Retos y aprendizajes

11. Viendo todo el proceso en retrospectiva, ¿cuál dirías que fue el reto más grande — ya sea técnico, personal o del entorno (familia, mercado laboral, etc.)?

Creo que el reto más importante para mí fue a nivel de entorno, como mencioné anteriormente, es entrar a un mundo nuevo, un mercado laboral nuevo, expectativas nuevas, y toca reaprender muchas cosas.

12. ¿Hubo algún momento en que dudaste de la decisión? ¿Qué te ayudó a seguir adelante?

Claro, y aún los tengo jaja, sobre todo en los momentos de más carga del cuatrimestre, o con los cursos más pesados, no porque no disfrute lo que hago, en ese frente me siento muy segura, sino que realmente es un reto y requiere sacrificio estudiar y trabajar y balancear todo esto con mis metas de vida, personales y de familia.

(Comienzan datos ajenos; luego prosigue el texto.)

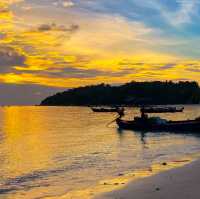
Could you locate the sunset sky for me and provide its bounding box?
[0,0,200,104]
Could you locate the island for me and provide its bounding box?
[40,81,200,106]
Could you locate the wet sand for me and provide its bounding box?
[95,160,200,199]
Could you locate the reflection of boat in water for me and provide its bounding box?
[91,107,123,113]
[141,106,184,113]
[116,105,200,133]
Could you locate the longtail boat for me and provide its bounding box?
[116,105,200,133]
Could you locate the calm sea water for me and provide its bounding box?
[0,106,200,199]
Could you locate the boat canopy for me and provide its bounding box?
[140,106,184,113]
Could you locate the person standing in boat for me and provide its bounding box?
[117,107,124,118]
[140,108,148,121]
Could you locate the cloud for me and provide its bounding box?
[37,23,79,32]
[0,46,25,73]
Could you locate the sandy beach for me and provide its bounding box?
[95,160,200,199]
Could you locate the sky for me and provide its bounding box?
[0,0,200,105]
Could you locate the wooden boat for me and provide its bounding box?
[116,109,200,133]
[91,107,119,113]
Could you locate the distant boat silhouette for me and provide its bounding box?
[116,107,200,133]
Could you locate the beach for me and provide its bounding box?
[95,160,200,199]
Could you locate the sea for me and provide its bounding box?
[0,105,200,199]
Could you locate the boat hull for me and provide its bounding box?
[92,108,118,113]
[116,119,200,133]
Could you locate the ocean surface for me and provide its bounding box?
[0,105,200,199]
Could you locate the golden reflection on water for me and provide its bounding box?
[44,158,194,199]
[1,107,52,177]
[0,107,199,199]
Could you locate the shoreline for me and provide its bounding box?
[43,154,197,199]
[93,159,200,199]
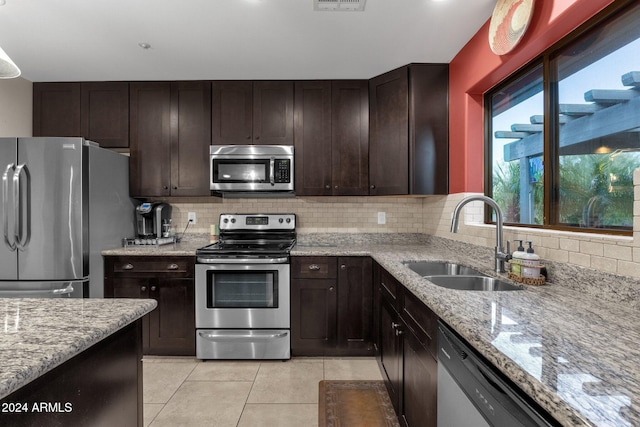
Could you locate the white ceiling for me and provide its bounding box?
[0,0,496,82]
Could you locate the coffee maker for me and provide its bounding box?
[136,203,171,239]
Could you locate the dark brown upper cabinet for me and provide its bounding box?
[33,83,82,136]
[129,81,211,197]
[212,80,293,145]
[294,80,369,196]
[33,82,129,148]
[369,64,449,196]
[80,82,129,148]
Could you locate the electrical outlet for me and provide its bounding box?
[187,212,196,224]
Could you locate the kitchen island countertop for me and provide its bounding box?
[0,298,157,399]
[103,235,640,427]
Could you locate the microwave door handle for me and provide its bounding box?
[2,163,16,252]
[269,157,276,185]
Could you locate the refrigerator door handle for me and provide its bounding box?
[13,163,31,251]
[2,163,16,252]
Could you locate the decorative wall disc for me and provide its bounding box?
[489,0,535,55]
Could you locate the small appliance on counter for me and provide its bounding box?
[123,202,175,246]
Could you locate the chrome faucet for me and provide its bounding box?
[451,195,511,273]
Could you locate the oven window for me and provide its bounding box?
[214,160,269,182]
[207,270,278,308]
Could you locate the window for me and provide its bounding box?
[485,0,640,232]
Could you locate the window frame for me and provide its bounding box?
[483,0,636,236]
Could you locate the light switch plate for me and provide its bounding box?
[187,212,197,224]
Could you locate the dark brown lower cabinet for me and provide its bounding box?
[0,320,143,427]
[104,256,196,356]
[291,257,374,356]
[373,264,438,427]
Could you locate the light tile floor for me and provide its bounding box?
[142,356,382,427]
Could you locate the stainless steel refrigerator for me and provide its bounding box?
[0,138,135,298]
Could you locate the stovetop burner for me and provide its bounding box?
[196,214,296,262]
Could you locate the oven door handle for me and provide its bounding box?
[198,331,289,341]
[198,257,289,264]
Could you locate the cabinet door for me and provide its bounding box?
[33,83,82,136]
[409,64,449,194]
[294,81,333,196]
[171,81,211,196]
[149,278,196,356]
[378,297,402,414]
[291,279,337,356]
[81,82,129,148]
[402,331,438,427]
[129,82,171,197]
[330,80,370,196]
[212,81,253,145]
[369,67,409,196]
[338,257,373,356]
[253,81,293,145]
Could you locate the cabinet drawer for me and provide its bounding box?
[111,257,195,277]
[401,291,438,357]
[291,257,338,279]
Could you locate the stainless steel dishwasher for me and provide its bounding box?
[438,322,559,427]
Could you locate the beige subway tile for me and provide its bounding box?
[542,249,569,263]
[580,241,604,256]
[569,252,591,267]
[591,256,618,273]
[603,244,633,261]
[541,236,560,249]
[618,261,640,277]
[559,237,580,252]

Pero realmente lo que me ha ayudado a seguir adelante es la resiliencia mental, las herramientas para lograr este balance y para lidiar con la carga mental del proceso, mi familia, amigos y red de apoyo, es muy importante tener en tu vida personas que te apoyen en el proceso y que lo hagan más llevadero, y siempre mantener anotado y recordar constantemente el por qué estamos haciendo esto y por qué es importante para nosotros.

Consejos

13. ¿Qué consejo le darías a alguien que está pensando en cambiar de carrera hacia la tecnología?

Que si realmente es algo que les gusta, les apasiona y los mueve, sigan adelante, no importa el ritmo al que lo hagan, ni si en algunos momentos tenemos tropiezos, lo más importante es seguir adelante y luchar por aquello que nos mueve, es de valientes pararse y decir, voy a empezar de cero porque no quiero conformarme con algo que quizá no disfruto tanto. Y que cuando entren esas dudas de síndrome del impostor y que no podemos lograrlo porque no tenemos contexto, recordar que nadie nace aprendido y que más bien esas enseñanzas previas en otro campo te pueden dar una ventaja.

14. ¿Cómo te visualizás profesionalmente en los próximos años?

Desde que empecé el trabajo en esta área, lo hice con mucha fuerza, con muchos deseos de aprender y de crecer. Así que lo que más deseo en los próximos años es eso, seguir creciendo y aprendiendo más sobre este mundo donde siento que encajo tan bien, para poder sentirme más cómoda en esta área y dejar de sentirme como “la nueva” o la que “no sabe mucho”.